Conducted over the course of a full academic year, this study is an ambitious evaluation of a medical education intervention. We obtained a high response rate and collected detailed information to assess several parameters of educational impact of our intervention. There are several limitations to this study. Notably, the involvement of only a single educational institution and resulting small sample size may limit the ability to generalize our results to other student populations. Second, because the survey was given before both the didactic session and the simulation, it is impossible to isolate the effects of the simulation from those of the didactic. Simulation-based educational activities are often preceded by content-based lectures. This curricular design with a simulation preceded by a didactic may even allow for the greatest educational impact to be gained from the simulation itself. Cook and colleagues conducted a systematic review of technology enhanced simulation training for health professions learners compared to training that did not use technology enhanced simulation [22]. They found that technology enhanced simulation training for health professions education was consistently associated with large effects for knowledge, skills and behaviors and moderate effects for patient-related outcomes compared to training without use of such technology. Third, it is unclear whether the gain in skill and confidence seen after our simulation will translate into actual patient encounters.
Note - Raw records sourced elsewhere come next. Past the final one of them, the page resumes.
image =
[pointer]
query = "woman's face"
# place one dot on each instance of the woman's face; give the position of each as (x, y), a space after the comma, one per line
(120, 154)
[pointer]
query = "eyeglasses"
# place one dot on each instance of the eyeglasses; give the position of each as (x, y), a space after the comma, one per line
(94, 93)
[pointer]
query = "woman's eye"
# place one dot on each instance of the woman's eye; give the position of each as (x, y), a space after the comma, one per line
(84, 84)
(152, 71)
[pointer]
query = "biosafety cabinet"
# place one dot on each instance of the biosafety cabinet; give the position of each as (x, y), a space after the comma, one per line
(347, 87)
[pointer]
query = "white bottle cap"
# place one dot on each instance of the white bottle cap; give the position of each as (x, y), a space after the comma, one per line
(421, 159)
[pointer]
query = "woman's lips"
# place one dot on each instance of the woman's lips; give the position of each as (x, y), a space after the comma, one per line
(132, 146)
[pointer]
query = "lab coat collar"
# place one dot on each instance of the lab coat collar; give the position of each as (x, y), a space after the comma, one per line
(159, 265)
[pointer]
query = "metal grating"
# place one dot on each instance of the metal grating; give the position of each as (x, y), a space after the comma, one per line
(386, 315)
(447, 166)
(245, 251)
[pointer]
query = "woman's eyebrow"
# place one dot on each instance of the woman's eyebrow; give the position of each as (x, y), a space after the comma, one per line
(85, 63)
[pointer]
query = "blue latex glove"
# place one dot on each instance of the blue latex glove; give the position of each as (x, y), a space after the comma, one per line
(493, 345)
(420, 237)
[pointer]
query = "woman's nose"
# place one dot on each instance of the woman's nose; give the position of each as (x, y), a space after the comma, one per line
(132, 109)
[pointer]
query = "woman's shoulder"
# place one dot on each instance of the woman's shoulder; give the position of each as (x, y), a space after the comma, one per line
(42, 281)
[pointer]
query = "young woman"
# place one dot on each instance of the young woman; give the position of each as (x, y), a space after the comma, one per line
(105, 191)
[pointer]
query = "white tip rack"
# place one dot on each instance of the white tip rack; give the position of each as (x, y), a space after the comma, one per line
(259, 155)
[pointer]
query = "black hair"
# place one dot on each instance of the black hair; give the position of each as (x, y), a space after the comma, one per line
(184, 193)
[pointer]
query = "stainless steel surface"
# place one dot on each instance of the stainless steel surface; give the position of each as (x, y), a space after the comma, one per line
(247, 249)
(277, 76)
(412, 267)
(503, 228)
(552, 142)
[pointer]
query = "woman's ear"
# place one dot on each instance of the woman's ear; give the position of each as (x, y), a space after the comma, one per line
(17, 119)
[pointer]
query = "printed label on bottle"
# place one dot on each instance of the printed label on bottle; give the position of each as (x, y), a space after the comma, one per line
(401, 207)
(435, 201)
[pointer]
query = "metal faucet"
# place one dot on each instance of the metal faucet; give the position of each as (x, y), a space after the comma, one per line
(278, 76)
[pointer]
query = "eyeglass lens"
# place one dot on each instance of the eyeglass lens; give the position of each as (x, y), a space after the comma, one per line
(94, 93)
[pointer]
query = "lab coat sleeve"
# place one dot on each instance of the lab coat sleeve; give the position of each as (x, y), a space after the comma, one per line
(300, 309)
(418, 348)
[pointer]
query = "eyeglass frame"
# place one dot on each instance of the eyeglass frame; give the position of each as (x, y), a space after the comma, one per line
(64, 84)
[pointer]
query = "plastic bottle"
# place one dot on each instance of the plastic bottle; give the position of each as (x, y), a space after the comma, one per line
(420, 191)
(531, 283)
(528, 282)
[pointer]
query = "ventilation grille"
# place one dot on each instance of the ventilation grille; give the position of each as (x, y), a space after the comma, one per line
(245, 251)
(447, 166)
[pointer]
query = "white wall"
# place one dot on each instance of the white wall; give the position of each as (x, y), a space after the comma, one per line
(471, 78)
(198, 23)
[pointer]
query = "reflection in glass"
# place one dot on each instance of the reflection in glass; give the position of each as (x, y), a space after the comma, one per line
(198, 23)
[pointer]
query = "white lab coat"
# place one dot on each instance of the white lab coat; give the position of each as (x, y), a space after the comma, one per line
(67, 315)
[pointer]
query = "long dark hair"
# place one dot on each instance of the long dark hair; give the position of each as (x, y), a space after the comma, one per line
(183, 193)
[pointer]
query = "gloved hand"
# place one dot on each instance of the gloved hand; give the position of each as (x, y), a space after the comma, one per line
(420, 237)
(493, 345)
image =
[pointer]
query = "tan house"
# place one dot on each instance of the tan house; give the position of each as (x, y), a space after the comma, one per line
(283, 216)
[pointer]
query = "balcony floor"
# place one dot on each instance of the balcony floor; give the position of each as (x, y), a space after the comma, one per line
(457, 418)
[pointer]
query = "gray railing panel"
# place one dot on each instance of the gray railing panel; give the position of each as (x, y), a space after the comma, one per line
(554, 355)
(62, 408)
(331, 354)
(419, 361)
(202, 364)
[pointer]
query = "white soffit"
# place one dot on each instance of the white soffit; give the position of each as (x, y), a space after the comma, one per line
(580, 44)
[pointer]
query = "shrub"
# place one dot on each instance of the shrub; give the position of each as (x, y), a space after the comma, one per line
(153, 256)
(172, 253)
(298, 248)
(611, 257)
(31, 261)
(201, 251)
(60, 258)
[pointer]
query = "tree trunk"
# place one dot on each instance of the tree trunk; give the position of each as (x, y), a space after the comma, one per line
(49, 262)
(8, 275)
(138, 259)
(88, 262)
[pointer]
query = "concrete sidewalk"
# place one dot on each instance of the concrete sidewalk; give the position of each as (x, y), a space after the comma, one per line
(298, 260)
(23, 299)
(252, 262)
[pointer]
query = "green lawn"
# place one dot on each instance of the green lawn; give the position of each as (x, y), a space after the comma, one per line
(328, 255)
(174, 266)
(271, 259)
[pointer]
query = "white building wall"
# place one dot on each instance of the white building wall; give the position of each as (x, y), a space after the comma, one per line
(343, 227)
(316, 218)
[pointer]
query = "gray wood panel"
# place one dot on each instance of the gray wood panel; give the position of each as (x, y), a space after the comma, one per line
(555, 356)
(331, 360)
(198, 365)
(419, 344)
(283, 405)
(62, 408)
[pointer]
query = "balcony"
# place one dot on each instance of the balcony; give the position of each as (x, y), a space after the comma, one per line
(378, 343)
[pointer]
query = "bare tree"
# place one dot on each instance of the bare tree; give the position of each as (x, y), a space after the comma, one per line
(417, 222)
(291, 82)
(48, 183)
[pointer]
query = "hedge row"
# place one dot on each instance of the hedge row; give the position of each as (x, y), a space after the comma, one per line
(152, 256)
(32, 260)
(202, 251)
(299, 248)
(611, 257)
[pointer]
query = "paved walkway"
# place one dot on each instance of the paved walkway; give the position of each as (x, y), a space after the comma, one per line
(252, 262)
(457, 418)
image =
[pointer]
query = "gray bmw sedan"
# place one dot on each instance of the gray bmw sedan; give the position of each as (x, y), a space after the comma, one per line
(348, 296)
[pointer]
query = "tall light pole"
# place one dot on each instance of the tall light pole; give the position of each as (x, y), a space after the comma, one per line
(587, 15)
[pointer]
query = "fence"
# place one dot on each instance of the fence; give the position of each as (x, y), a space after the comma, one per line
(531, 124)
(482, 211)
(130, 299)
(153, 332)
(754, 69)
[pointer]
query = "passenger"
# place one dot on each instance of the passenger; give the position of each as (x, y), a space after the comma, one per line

In other studies of simulation-based educational activities in the field of obstetrics and gynecology, greater procedure-based exposure has translated to improved clinical performance [9]. Lastly, while participants felt more comfortable immediately after practicing IUC insertion, further study is needed to determine whether the observed increase in comfort and improved willingness to recommend IUC will be sustained over the long-term. Prospective follow-up is needed to ascertain long-term effects of our intervention. Other areas for future inquiry could include targeting populations of trainees who are more likely to provide primary care women’s health, such as primary care residents or nurse midwifery students, to see if they would similarly benefit from this simulation training.

Conclusion

This study corroborates the one previous published study demonstrating that a simulation-based didactic on IUC counseling and insertion improves participants’ comfort levels with IUC. Our study further demonstrates that the participation in the simulation is associated with an increased willingness to recommend this underutilized method. Our results support the incorporation of this didactic activity into the standard curriculum of the third year obstetrics and gynecology clerkship.